Abstract - The strong principle of equivalence is usually formulated as an assertion that in a sufficiently small, freely falling laboratory the gravitational fields surrounding the laboratory cannot be detected. We show that this is false by presenting several simple examples of phenomena which may be used to detect the gravitational field through its tidal effects: we show that these effects are, in fact, local (observable in an arbitrarily small region). [...]

 

 

In the pdf you sent me, the author describes a physical process of measuring curvature using measurements taken at two spatially separated points, and then shows that the space could be reduced arbitrarily. But then the author admits that there are practical limits to reducing the size of the apparatus due to "quantum properties" of materials.

 

This means it is not physically possible to practically measure curvature in an arbitrarily small space due to limitations of the instruments, but wouldn't any theoretically ideal measurements themselves also have "quantum properties" that make them undefined at arbitrarily small distances?

 

What is the point of using a definition of curvature that is well-defined at a point, and so claim that that mathematical definition corresponds to physical reality even at that point, when quantum mechanics suggests that such a definition breaks down at sufficiently small distances?
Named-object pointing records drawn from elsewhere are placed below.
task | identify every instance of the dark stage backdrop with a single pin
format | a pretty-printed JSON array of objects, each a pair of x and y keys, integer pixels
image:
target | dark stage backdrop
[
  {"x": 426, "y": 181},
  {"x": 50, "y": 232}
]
We don't have an accepted theory of quantum gravity, so why would anyone talk about GR as valid "locally" even at small enough distances that it doesn't work at, where QM is needed to describe reality at such distances? Isn't that simply a case of ignoring the incompatibility of GR and QM at all scales, and pretending that one is valid anyway at all scales?

 

 

 

 

Edit: I think I understand that the limit of measured curvature approaches the curvature defined at the point, as the distance between measurements approaches 0... but that this does not correspond to reality due to "quantum properties".

 

To revise my main speculation in this thread, I would say: "There are no local effects of spacetime curvature." Except perhaps in case of singularities? Also excepting any results that might be predicted by a hypothetical quantum theory of gravity that incorporates spacetime curvature.